AAAR 37th Annual Conference October 14 - October 18, 2019 Oregon Convention Center Portland, Oregon, USA
Abstract View
A Global Modeling Source Apportionment of PM2.5: Identifying Major Sources and Quantifying Sensitivities to Policy Relevant Reductions
ERIN MCDUFFIE, Melanie Hammer, Michael Brauer, Steven Smith, Randall V. Martin, Dalhousie University, Halifax, Canada
Abstract Number: 457 Working Group: Source Apportionment
Abstract Fine particulate matter (PM2.5) is the leading environmental risk factor for human health, attributable to an estimated 5.2% of all deaths in 2017. To reduce ambient PM2.5 exposure, contributions from major emission sectors must be quantified. An increasing number of source attribution studies have utilized 3D chemical transport models due to their ability to assess contributions at continental or global scales. Much of this recent work has been conducted at regional/country scales, with emissions divided into coarse emission sectors (Transportation, Industry, Energy, etc.). While some studies have investigated global-scale contributions, these aggregate sectoral contributions are primarily quantified using a ‘zeroing-out’ method where entire sectors are removed and compared to base simulations. Removal of large, aggregate sectors can result in a nonlinear response of PM2.5 due to changes in the chemical limitations of secondary aerosol production. Such nonlinear effects are recognized, but not well quantified, leading to a potential bias in estimated sectoral contributions and associated health burden of PM2.5. There is increasing interest in investigating global PM2.5 sources at finer sectoral resolution and for evaluating policy-relevant reductions (~10-50%), thereby reducing the nonlinearities of previous methods.
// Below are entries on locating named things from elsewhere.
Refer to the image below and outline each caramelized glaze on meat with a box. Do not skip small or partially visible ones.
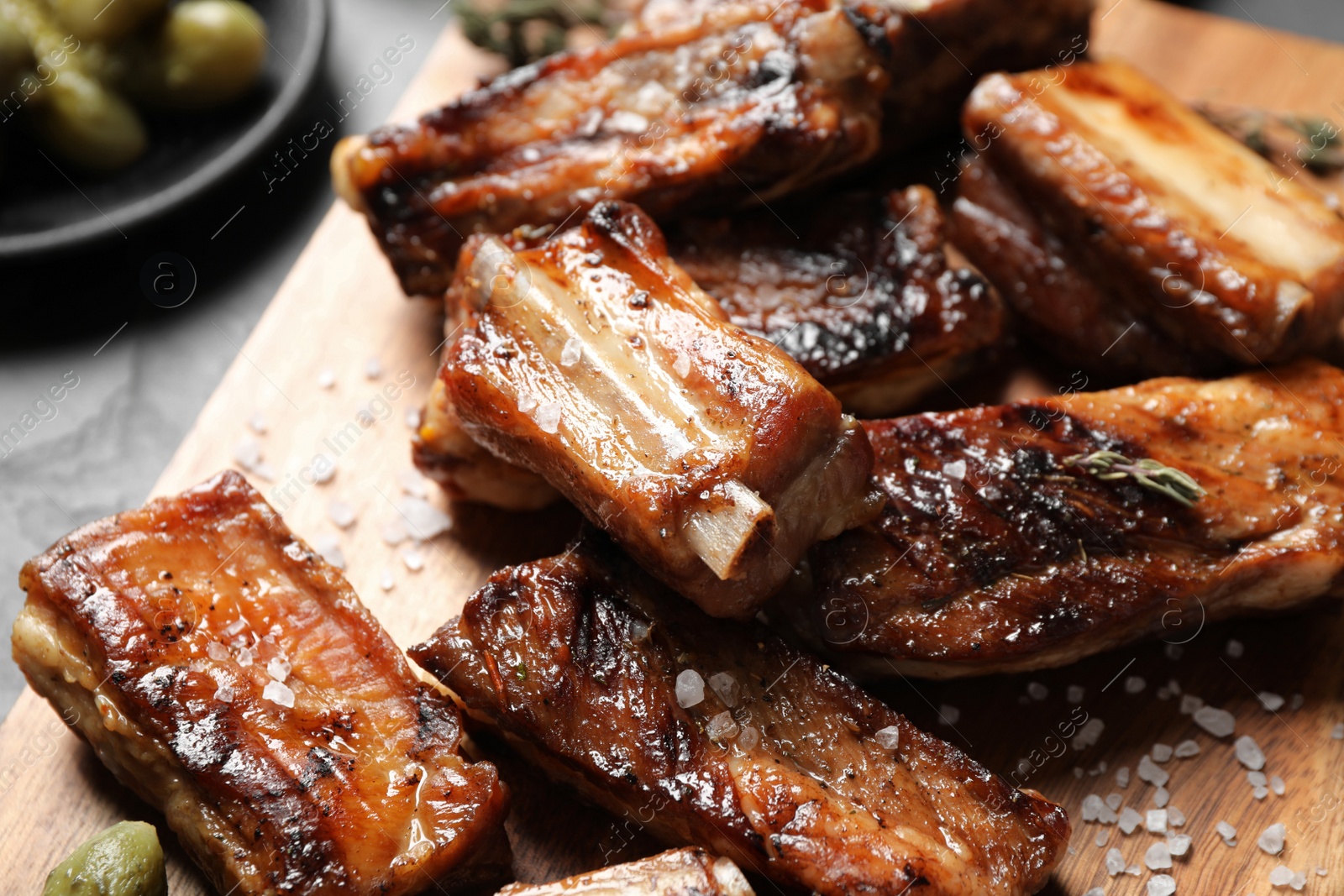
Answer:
[442,203,876,616]
[13,471,508,896]
[959,62,1344,374]
[412,536,1068,896]
[332,0,1091,294]
[802,361,1344,677]
[668,186,1003,417]
[499,846,755,896]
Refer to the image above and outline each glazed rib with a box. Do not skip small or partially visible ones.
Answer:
[13,471,509,896]
[332,0,1091,296]
[668,186,1003,417]
[442,203,876,616]
[499,847,755,896]
[412,536,1068,896]
[958,62,1344,374]
[795,361,1344,677]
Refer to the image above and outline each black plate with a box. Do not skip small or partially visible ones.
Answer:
[0,0,327,260]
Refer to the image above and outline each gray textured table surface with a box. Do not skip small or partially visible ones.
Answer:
[0,0,1344,710]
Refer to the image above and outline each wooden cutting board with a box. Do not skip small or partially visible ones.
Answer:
[0,0,1344,896]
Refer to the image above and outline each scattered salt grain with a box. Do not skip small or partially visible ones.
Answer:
[1138,757,1171,787]
[1255,822,1288,856]
[260,681,294,708]
[266,657,293,681]
[870,731,900,750]
[704,710,738,740]
[1144,840,1172,871]
[327,498,354,529]
[396,495,453,542]
[1232,735,1265,783]
[710,672,742,709]
[313,535,345,569]
[402,544,425,572]
[379,517,406,548]
[1194,706,1236,737]
[676,669,704,710]
[1147,874,1176,896]
[1172,740,1199,759]
[396,470,428,498]
[1259,690,1285,712]
[533,401,564,434]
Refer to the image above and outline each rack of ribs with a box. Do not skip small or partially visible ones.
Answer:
[412,533,1070,896]
[954,62,1344,376]
[13,471,509,896]
[441,203,878,616]
[332,0,1091,296]
[789,361,1344,677]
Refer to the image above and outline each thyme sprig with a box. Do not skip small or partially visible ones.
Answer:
[1063,451,1205,506]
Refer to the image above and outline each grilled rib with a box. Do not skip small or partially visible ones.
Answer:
[497,847,755,896]
[13,471,509,896]
[412,536,1068,896]
[332,0,1091,294]
[442,203,876,616]
[791,361,1344,677]
[957,62,1344,374]
[668,186,1003,417]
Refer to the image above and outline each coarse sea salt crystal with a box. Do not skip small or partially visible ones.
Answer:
[676,669,704,710]
[1232,735,1265,771]
[1172,740,1199,759]
[260,681,294,708]
[1194,706,1236,737]
[1138,757,1171,787]
[1144,841,1172,871]
[1147,874,1176,896]
[1255,822,1288,856]
[872,726,900,750]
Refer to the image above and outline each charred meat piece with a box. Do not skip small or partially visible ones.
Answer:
[13,471,508,896]
[442,203,876,616]
[412,536,1068,896]
[668,186,1003,417]
[499,847,755,896]
[958,62,1344,374]
[332,0,1091,294]
[795,361,1344,677]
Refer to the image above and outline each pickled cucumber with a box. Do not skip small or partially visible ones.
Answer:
[42,820,168,896]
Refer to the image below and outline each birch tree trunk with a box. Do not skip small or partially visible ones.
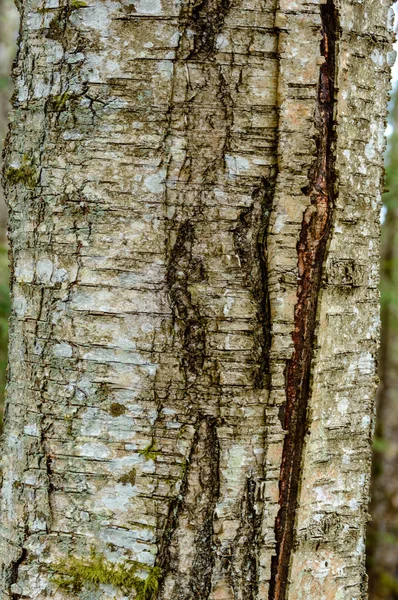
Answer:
[368,91,398,600]
[0,0,391,600]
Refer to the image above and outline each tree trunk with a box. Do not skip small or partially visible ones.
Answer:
[368,91,398,600]
[0,0,391,600]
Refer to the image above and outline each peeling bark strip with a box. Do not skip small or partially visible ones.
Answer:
[269,0,339,600]
[0,0,390,600]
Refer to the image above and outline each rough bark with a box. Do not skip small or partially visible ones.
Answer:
[368,91,398,600]
[0,0,391,600]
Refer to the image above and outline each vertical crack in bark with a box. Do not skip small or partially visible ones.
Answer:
[188,0,231,59]
[156,415,220,600]
[269,0,338,600]
[167,220,206,375]
[231,477,262,600]
[234,176,275,389]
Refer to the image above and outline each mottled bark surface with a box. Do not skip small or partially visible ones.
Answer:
[0,0,391,600]
[368,90,398,600]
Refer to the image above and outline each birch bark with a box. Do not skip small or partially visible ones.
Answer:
[0,0,391,600]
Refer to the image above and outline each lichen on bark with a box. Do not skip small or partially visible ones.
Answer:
[0,0,391,600]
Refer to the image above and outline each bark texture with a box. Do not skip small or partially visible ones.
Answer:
[368,90,398,600]
[0,0,391,600]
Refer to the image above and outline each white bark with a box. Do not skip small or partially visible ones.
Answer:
[0,0,391,600]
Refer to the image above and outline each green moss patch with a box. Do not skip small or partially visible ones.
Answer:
[51,550,160,600]
[118,469,137,485]
[6,162,37,188]
[138,442,160,460]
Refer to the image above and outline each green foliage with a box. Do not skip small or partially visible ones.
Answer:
[118,469,137,485]
[6,160,37,188]
[70,0,88,10]
[51,92,70,112]
[138,442,160,460]
[51,550,160,600]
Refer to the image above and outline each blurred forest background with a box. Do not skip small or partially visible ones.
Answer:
[0,0,398,600]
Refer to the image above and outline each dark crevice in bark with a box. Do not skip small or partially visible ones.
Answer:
[156,415,220,600]
[234,176,275,389]
[269,0,339,600]
[9,548,28,600]
[167,220,206,375]
[187,0,231,60]
[230,477,262,600]
[187,417,220,600]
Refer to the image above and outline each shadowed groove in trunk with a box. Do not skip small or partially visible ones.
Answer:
[269,0,338,600]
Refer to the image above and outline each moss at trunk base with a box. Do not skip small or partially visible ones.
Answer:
[51,551,160,600]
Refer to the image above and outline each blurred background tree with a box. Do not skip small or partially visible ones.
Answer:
[368,81,398,600]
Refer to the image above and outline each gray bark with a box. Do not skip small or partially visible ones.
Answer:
[0,0,391,600]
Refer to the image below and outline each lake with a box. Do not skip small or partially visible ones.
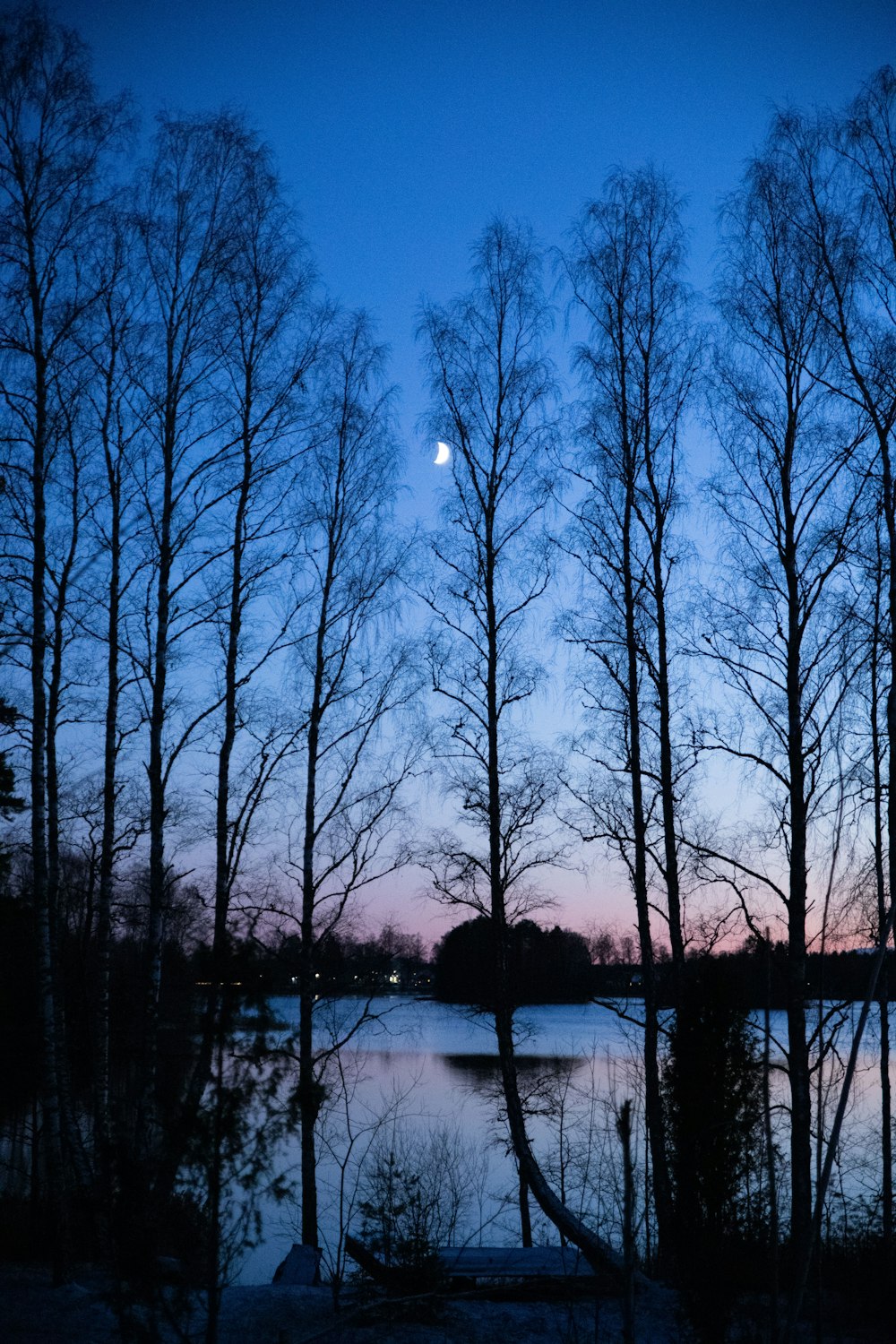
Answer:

This work presents global simulations from the GEOS-Chem model (v12) to quantify nonlinear emission contributions to annual PM2.5 mass. The work leverages the recently-developed Community Emissions Data System (CEDS) to investigate individual contributions from heating, cooking, and coal and biomass combustion from residential energy use, coal combustion from industrial and energy sectors, shipping, aircraft, on-road, and non-road/rail emissions from the transportation sector, as well as emissions from agricultural activities, open fires, solvents, biogenic sources, and dust. Additional simulations of policy-relevant reductions highlight the chemical sensitivities of PM2.5 under current emission scenarios and evaluate nonlinearities of previous methods, providing a framework for future studies.